Radyasyon, ameliyat sonrası lokal bir nüksün tedavisi için en yaygın tedavi yöntemidir. Radyasyon genellikle etkili olsa da, prostat fossa dışında vücudun başka bir bölgesinde mikroskobik metastaz olasılığı göz önünde bulundurulmalıdır. Hastalık yayıldıysa tek başına fossaya radyasyon tedavi edici olmayacaktır. Ne yazık ki, mikroskobik metastazın varlığı veya yokluğuna ilişkin nihai bir tespit asla kesin olamaz. Hiçbir teknoloji sürekli olarak mikroskobik hastalığı% 100 doğrulukla tespit edemez.

Deneyimli profesyoneller, Gleason skoru yüksek olduğunda ve pozitif cerrahi sınırlar daha geniş olduğunda mikroskobik metastazların daha olası olduğunu öğrendiler. Bu durumlarda, radyasyon alanı muhtemelen lenf düğümlerini kapsayacak şekilde genişletilmelidir. Lupron ile hormon tedavisi de yaygın olarak önerilir.

Çoklu Pozitif Kenar Boşlukları

Acil tedavi olmaksızın prostat kanserinin izlenmesi, birden çok pozitif sınırı olan erkekler için uygun değildir. Çoklu marjlar genellikle orijinal kanserin büyük ve yüksek dereceli olduğu anlamına gelir. Bu durumda bir izleme programı uygun değildir çünkü agresif kanserler neredeyse her zaman bir noktada tekrar eder. Tedaviyi geciktirmek, kanserin büyümesi ve yayılması için daha fazla zaman sağlar.

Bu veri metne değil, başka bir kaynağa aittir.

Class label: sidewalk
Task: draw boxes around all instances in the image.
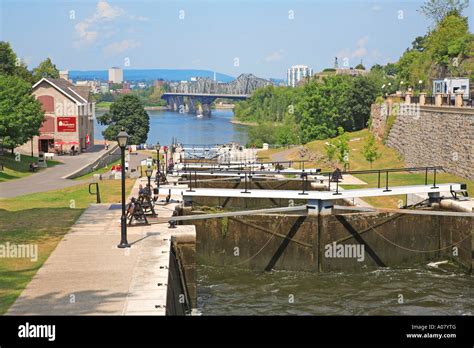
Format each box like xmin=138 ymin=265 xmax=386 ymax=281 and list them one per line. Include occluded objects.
xmin=0 ymin=145 xmax=105 ymax=198
xmin=7 ymin=175 xmax=195 ymax=315
xmin=0 ymin=145 xmax=147 ymax=198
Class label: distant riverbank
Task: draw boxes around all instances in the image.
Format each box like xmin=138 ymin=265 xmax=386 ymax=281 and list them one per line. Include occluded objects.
xmin=230 ymin=118 xmax=258 ymax=126
xmin=95 ymin=105 xmax=168 ymax=111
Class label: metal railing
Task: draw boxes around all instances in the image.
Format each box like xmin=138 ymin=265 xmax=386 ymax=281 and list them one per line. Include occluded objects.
xmin=321 ymin=166 xmax=444 ymax=194
xmin=89 ymin=182 xmax=100 ymax=204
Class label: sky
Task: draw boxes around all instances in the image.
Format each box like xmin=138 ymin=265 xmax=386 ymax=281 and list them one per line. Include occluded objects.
xmin=0 ymin=0 xmax=472 ymax=79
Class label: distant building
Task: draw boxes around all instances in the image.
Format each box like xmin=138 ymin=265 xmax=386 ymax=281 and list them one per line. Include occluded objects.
xmin=314 ymin=68 xmax=369 ymax=79
xmin=287 ymin=65 xmax=313 ymax=87
xmin=59 ymin=70 xmax=71 ymax=82
xmin=433 ymin=77 xmax=470 ymax=99
xmin=100 ymin=82 xmax=110 ymax=93
xmin=17 ymin=77 xmax=95 ymax=156
xmin=109 ymin=67 xmax=123 ymax=83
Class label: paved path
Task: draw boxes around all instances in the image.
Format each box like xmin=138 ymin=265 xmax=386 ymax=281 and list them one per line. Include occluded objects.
xmin=271 ymin=147 xmax=298 ymax=162
xmin=0 ymin=145 xmax=105 ymax=198
xmin=0 ymin=145 xmax=148 ymax=198
xmin=7 ymin=174 xmax=195 ymax=315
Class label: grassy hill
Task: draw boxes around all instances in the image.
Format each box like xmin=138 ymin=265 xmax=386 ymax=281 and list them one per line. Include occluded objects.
xmin=259 ymin=129 xmax=474 ymax=208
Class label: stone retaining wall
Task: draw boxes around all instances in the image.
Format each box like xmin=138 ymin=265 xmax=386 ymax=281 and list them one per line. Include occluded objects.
xmin=371 ymin=104 xmax=474 ymax=180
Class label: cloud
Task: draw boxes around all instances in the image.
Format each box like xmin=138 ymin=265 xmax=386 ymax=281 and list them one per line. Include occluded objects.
xmin=371 ymin=4 xmax=382 ymax=12
xmin=74 ymin=0 xmax=148 ymax=47
xmin=103 ymin=39 xmax=140 ymax=55
xmin=264 ymin=49 xmax=285 ymax=62
xmin=337 ymin=36 xmax=369 ymax=58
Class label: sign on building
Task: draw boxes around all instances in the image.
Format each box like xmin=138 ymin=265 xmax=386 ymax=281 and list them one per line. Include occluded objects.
xmin=57 ymin=117 xmax=76 ymax=132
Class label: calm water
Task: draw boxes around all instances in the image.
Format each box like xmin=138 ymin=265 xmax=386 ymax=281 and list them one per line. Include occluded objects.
xmin=95 ymin=110 xmax=474 ymax=315
xmin=198 ymin=265 xmax=474 ymax=315
xmin=95 ymin=110 xmax=247 ymax=144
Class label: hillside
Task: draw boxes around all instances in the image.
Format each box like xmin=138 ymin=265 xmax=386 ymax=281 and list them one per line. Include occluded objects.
xmin=69 ymin=69 xmax=234 ymax=82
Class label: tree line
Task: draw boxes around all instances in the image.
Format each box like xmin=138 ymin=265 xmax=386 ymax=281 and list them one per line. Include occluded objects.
xmin=234 ymin=0 xmax=474 ymax=146
xmin=0 ymin=41 xmax=59 ymax=153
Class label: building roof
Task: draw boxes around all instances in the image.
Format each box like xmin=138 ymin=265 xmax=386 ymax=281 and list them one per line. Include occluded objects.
xmin=33 ymin=77 xmax=90 ymax=104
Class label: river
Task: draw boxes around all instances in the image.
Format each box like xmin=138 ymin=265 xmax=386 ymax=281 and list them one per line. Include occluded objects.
xmin=198 ymin=265 xmax=474 ymax=315
xmin=94 ymin=109 xmax=247 ymax=144
xmin=95 ymin=110 xmax=474 ymax=315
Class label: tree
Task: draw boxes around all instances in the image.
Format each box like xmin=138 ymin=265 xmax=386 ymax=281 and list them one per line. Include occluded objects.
xmin=33 ymin=58 xmax=59 ymax=81
xmin=411 ymin=36 xmax=426 ymax=52
xmin=324 ymin=139 xmax=337 ymax=163
xmin=0 ymin=75 xmax=44 ymax=152
xmin=97 ymin=94 xmax=150 ymax=145
xmin=336 ymin=127 xmax=349 ymax=169
xmin=0 ymin=41 xmax=17 ymax=75
xmin=0 ymin=41 xmax=33 ymax=83
xmin=362 ymin=134 xmax=381 ymax=168
xmin=420 ymin=0 xmax=469 ymax=23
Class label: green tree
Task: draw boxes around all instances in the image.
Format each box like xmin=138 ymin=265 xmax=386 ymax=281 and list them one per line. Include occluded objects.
xmin=0 ymin=41 xmax=33 ymax=83
xmin=324 ymin=139 xmax=337 ymax=163
xmin=0 ymin=41 xmax=17 ymax=75
xmin=0 ymin=75 xmax=44 ymax=152
xmin=97 ymin=94 xmax=150 ymax=145
xmin=362 ymin=134 xmax=381 ymax=168
xmin=336 ymin=127 xmax=349 ymax=168
xmin=346 ymin=76 xmax=381 ymax=130
xmin=420 ymin=0 xmax=469 ymax=23
xmin=33 ymin=58 xmax=59 ymax=82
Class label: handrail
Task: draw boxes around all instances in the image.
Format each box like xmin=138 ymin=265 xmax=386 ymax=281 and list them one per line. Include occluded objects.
xmin=89 ymin=182 xmax=100 ymax=204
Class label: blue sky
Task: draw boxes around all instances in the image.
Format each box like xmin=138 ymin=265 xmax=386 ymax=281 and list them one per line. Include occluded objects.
xmin=0 ymin=0 xmax=470 ymax=78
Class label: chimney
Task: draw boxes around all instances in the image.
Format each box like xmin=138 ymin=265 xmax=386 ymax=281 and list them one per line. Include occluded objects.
xmin=59 ymin=70 xmax=69 ymax=81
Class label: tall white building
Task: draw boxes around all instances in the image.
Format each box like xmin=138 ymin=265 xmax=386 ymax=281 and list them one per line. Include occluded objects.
xmin=109 ymin=67 xmax=123 ymax=83
xmin=287 ymin=65 xmax=313 ymax=87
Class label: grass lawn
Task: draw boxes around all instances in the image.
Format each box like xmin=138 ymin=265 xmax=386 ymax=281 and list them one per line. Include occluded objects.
xmin=257 ymin=149 xmax=290 ymax=162
xmin=0 ymin=154 xmax=61 ymax=182
xmin=284 ymin=129 xmax=474 ymax=208
xmin=95 ymin=101 xmax=112 ymax=109
xmin=0 ymin=180 xmax=134 ymax=314
xmin=72 ymin=159 xmax=120 ymax=181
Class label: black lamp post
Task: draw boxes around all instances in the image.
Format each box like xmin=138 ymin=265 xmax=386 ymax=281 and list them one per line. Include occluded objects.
xmin=145 ymin=167 xmax=153 ymax=192
xmin=117 ymin=127 xmax=130 ymax=248
xmin=156 ymin=141 xmax=161 ymax=188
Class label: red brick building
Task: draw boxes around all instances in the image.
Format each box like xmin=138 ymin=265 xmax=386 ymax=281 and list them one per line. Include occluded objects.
xmin=17 ymin=78 xmax=95 ymax=156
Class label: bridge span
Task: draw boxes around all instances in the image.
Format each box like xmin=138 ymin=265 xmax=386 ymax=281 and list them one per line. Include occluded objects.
xmin=161 ymin=92 xmax=250 ymax=116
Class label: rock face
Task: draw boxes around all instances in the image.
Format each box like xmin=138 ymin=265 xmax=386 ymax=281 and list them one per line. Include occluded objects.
xmin=371 ymin=104 xmax=474 ymax=180
xmin=170 ymin=74 xmax=272 ymax=94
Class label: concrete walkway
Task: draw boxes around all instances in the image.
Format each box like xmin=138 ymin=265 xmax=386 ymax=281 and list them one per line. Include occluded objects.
xmin=0 ymin=145 xmax=147 ymax=198
xmin=0 ymin=145 xmax=105 ymax=198
xmin=7 ymin=175 xmax=195 ymax=315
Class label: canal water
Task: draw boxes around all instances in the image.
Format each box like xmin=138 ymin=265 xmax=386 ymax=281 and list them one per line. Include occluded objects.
xmin=95 ymin=106 xmax=474 ymax=315
xmin=198 ymin=265 xmax=474 ymax=315
xmin=94 ymin=109 xmax=247 ymax=145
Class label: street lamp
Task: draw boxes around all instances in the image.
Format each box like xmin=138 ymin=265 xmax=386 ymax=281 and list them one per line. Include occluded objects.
xmin=145 ymin=167 xmax=153 ymax=192
xmin=117 ymin=127 xmax=130 ymax=248
xmin=156 ymin=141 xmax=161 ymax=188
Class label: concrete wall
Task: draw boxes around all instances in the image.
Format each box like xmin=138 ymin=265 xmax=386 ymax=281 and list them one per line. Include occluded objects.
xmin=371 ymin=104 xmax=474 ymax=180
xmin=67 ymin=145 xmax=120 ymax=179
xmin=187 ymin=180 xmax=315 ymax=209
xmin=190 ymin=213 xmax=474 ymax=272
xmin=166 ymin=233 xmax=197 ymax=315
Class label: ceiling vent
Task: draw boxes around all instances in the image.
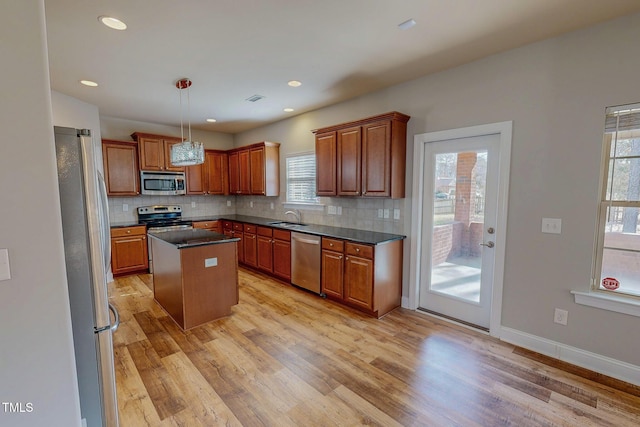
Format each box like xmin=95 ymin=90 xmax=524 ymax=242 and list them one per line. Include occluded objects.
xmin=245 ymin=95 xmax=264 ymax=102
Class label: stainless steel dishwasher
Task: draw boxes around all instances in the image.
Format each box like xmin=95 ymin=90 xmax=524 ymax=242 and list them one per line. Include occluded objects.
xmin=291 ymin=232 xmax=321 ymax=294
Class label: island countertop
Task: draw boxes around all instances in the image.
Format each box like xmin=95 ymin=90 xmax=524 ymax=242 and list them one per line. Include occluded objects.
xmin=149 ymin=228 xmax=240 ymax=249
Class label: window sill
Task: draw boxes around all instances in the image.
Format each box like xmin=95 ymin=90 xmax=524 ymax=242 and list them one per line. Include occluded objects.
xmin=571 ymin=291 xmax=640 ymax=317
xmin=282 ymin=202 xmax=324 ymax=211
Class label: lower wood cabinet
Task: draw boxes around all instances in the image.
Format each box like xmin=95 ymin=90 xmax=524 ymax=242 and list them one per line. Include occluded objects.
xmin=321 ymin=237 xmax=402 ymax=317
xmin=111 ymin=225 xmax=149 ymax=276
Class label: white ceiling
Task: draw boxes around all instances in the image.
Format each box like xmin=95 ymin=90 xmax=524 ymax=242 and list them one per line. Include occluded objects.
xmin=45 ymin=0 xmax=640 ymax=133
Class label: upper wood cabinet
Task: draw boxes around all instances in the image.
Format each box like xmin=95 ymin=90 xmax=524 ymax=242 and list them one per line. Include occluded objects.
xmin=228 ymin=142 xmax=280 ymax=196
xmin=131 ymin=132 xmax=184 ymax=172
xmin=313 ymin=111 xmax=410 ymax=198
xmin=102 ymin=139 xmax=140 ymax=196
xmin=185 ymin=150 xmax=229 ymax=194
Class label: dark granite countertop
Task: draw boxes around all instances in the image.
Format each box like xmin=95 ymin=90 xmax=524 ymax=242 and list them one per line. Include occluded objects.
xmin=149 ymin=228 xmax=240 ymax=249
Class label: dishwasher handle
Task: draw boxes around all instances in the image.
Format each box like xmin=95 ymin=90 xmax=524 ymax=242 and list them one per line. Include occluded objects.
xmin=292 ymin=236 xmax=320 ymax=245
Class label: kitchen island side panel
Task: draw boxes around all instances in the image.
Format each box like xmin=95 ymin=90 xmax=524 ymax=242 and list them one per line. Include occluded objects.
xmin=180 ymin=242 xmax=238 ymax=330
xmin=151 ymin=241 xmax=184 ymax=328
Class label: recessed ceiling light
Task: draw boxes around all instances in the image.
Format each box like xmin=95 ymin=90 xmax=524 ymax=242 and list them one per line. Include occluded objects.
xmin=98 ymin=15 xmax=127 ymax=30
xmin=398 ymin=19 xmax=416 ymax=30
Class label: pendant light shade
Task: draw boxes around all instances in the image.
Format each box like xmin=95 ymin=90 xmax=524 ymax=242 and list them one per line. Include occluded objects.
xmin=171 ymin=78 xmax=204 ymax=166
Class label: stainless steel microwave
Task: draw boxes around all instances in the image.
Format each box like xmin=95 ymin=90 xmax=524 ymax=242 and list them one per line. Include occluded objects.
xmin=140 ymin=171 xmax=187 ymax=196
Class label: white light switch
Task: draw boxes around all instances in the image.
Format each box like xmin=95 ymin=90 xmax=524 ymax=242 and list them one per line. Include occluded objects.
xmin=0 ymin=249 xmax=11 ymax=280
xmin=542 ymin=218 xmax=562 ymax=234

Ameliyattan sonra birden fazla pozitif sınırı olan erkekler, radyasyon, hormon tedavisi ve hatta muhtemelen kemoterapiyi içeren multimodalite tedavi yaklaşımıyla yönetilmelidir. Temel olarak, hastalığı iyileştirmek için agresif ve son bir çaba göstermenin zamanı geldi. Uzmanlar arasında, önerilecek kesin protokole ilişkin önemli farklılıklar vardır. Bununla birlikte, genel olarak, tedavi programları, yüksek riskli, yeni teşhis edilmiş hastalığın yönetilme şeklini taklit etme eğilimindedir (aşağıya bakınız). Araştırma programları ayrıca, tedavi oranlarının daha da iyileştirilip iyileştirilemeyeceğini görmek için Xtandi veya Zytiga gibi daha güçlü hormonal ajanların eklenmesini veya Taxotere ile 4 ila 6 kür kemoterapi ilavesini araştırmaktadır.

Tedaviye başlamadan önce operasyondan sonra birkaç ay beklemek iyi bir fikirdir. Bu biraz iyileşme süresi sağlar ve umarım tedaviye başlamadan önce idrar kontrolünün yeniden sağlanmasına izin verir. Daha fazla gecikme, erektil fonksiyonun devam etmesi umuduyla, iki yıla kadar sürebilen bir süreç genellikle ihtiyatlı değildir. Beklenmedik bir komplikasyon olmadığı varsayıldığında, Lupron ve Casodex ile hormon tedavisi başlatılır ve 12-18 ay boyunca sürdürülür. Pelvik lenf düğümlerini tedavi etme konusunda tecrübesi olan deneyimli bir radyasyon terapisti ile konsültasyon da elde edilir.

Birden fazla pozitif marjı olan erkekler için olağan tavsiye, prostat fossasına ve pelvik lenf düğümlerine yönelik radyasyon tedavisine başlamaktır. Pelvik düğümler, yayılacaksa kanser için ilk atlama noktasıdır. Lupron ve Casodex'in başlamasından yaklaşık 60 gün sonra radyasyon başlar. (Hormon tedavisi, bazıları ilaçlar, diyet ve egzersizle azaltılabilen bir dizi potansiyel yan etki ile ilişkilidir.)

Radyasyon ve hormon tedavisinin tamamlanmasından sonra, sürekli gözetim gereklidir. Testosteron ve PSA seviyeleri iki yıl boyunca her üç ayda bir, daha sonra sonraki üç yıl boyunca altı ayda bir izlenir. Normal seviyeler düzeldiğinde testosteron izleme durabilir. Radyasyona maruz kalmış tüm erkekler, tedavi edilmiş olanlar bile, radyasyona bağlı mesane veya rektumun ikincil tümörleri riski nedeniyle ömür boyu yıllık izlemeye ihtiyaç duyacaktır. Bu tür tümörler nadir olmakla birlikte, erken teşhis daha az toksik, daha etkili tedaviye yol açar.